The convenience of not having the wires, however, does come at a price. While it is true that conduction loss in conventional copper wired connection is not negligible, losses in WPT is much worse. In order to generate strong enough magnetic field to couple two separated coils, a large alternating current is needed. As we know, circulating current in conducting material (other than superconductor) generates conduction loss. Therefore, the further the separation distance between the two coils in WPT is, the larger magnitude of current is needed to generate enough magnetic field, and the lossier the whole system becomes. Not only that, for real world application, the transmitting coil not only sends energy to the other coil, but also to any other metallic object that happens to be nearby.

The current state of the art for high power system with relatively short separation such as for vehicle charging has the efficiency of 97%. [1] On the other hand, a system for high separation, for example - 5 times the radius of the coil, such as demonstrated by a group at MIT in 2007 only has the efficiency of 53%. [2] And that is already at the limit of what efficiency we can physically get from metal conductor at room temperature.

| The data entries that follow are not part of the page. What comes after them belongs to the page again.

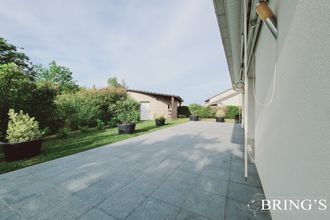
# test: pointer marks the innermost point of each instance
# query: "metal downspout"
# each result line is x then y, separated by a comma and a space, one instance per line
246, 126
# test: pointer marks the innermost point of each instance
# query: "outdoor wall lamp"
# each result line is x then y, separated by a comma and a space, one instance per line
239, 84
267, 16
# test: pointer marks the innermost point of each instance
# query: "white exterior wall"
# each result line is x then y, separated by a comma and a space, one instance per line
292, 134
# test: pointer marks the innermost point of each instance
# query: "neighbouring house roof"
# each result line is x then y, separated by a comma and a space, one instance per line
156, 94
229, 16
217, 95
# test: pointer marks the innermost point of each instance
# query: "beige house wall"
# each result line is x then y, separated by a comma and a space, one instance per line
158, 104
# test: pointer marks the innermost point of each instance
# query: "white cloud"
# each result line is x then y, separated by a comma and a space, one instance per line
166, 46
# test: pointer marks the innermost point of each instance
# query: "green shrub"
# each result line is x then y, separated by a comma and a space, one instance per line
232, 111
183, 111
22, 127
221, 112
84, 107
206, 112
160, 117
195, 109
83, 129
99, 124
64, 132
19, 92
126, 111
112, 123
202, 112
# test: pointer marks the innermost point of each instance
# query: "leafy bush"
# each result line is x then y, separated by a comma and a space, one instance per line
84, 107
160, 117
183, 111
112, 123
83, 129
19, 92
221, 112
195, 109
206, 112
126, 111
202, 112
99, 124
232, 111
64, 132
22, 127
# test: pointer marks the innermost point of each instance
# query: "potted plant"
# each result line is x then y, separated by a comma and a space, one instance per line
220, 114
23, 137
160, 120
237, 119
127, 116
195, 111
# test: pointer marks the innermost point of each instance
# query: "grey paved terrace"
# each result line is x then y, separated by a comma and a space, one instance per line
191, 171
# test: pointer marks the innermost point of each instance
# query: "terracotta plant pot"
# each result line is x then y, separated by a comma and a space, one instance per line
220, 119
160, 122
126, 128
193, 118
21, 150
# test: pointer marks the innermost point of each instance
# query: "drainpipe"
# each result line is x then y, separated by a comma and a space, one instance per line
246, 126
172, 104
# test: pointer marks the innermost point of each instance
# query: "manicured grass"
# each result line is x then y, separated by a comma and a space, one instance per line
78, 142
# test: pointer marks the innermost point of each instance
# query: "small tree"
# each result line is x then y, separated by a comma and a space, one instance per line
59, 77
10, 54
22, 127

Vision for the Future of Wireless Power Transfer

Companies such as WiTricity are marketing the dream of the world where power cords are obsolete. People simply drop their phones into cup holders that has built in wireless charger to charge their phone. People simply drive their cars into their garages with wireless charging mats installed on the garage floors. No need to plug anything in to charge. No need for any special procedures. [3]

Extra Losses

This future; however, will come at a price of extra and unnecessary losses generated every time someone charges their cars. Passenger or personal mobility-related energy consumption are projected to be at 60 quadrillion Btu by 2040. [4] Even with the state of the art WPT technology, when taken into account the auxiliary circuits needed to convert DC to AC and back to DC again, we are looking efficiency of about 90%. [3] If WPT vehicle charging becomes the new standard and half of the vehicles on the roads in 2040 adopted this technology, we will be looking at 3 quadrillion Btu of extra losses generated. This is roughly the same as burning away 410 million barrels of crude oil simply for the convenience. While it makes sense that everyone loves convenience of not having to walk over the plug a cord into their car, there actually are other solutions to do just that without generate such losses. Companies such as Tesla have developed a robotic "snake" to automatically search for the charging outlet in the vehicle and plug in the charging cord for you. [5] Though funny looking and not as attractive to the public, this is a much better solution from energy standpoint.

Conclusion

While there are many areas, such as in medical implants, where contactless power transfer is a necessity, electric vehicle charging is not one of them. Wireless power transfer is flashy and attracts attention of public, but it does generate unnecessary losses. The question to ask is, is the convenience and garishness of WPT worth the extra energy cost, or can we compromised to another solution that might not be as flashy, but will offer the same convenience without the added energy cost.

© Kawin Surakitbovorn. The author grants permission to copy, distribute and display this work in unaltered form, with attribution to the author, for noncommercial purposes only. All other rights, including commercial rights, are reserved to the author.

References

[1] X. Yu et al., "Wireless Energy Transfer with the Presence of Metallic Planes," Appl. Phys. Lett. 99, 214102 (2011).

[2] A. Karalis, J. D. Joannopoulos, and M. Soljacic, "Efficient Wireless Non-radiative Mid-range Energy Transfer," Ann. Phys. 232, 34 (2008).

[3] M. Kesler, "Highly Resonant Wireless Power Transfer: Safe, Efficient, and over Distance," WiTricity Corporation, 2013.

[4] "International Energy Outlook 2016," U.S. Energy Information Administration, DOE/EIA-0484(2016), May 2016.

[5] "Tesla's Creepy Robot Snake may be the Future of Charging Electric Cars." The Telegraph, 7 Aug 15.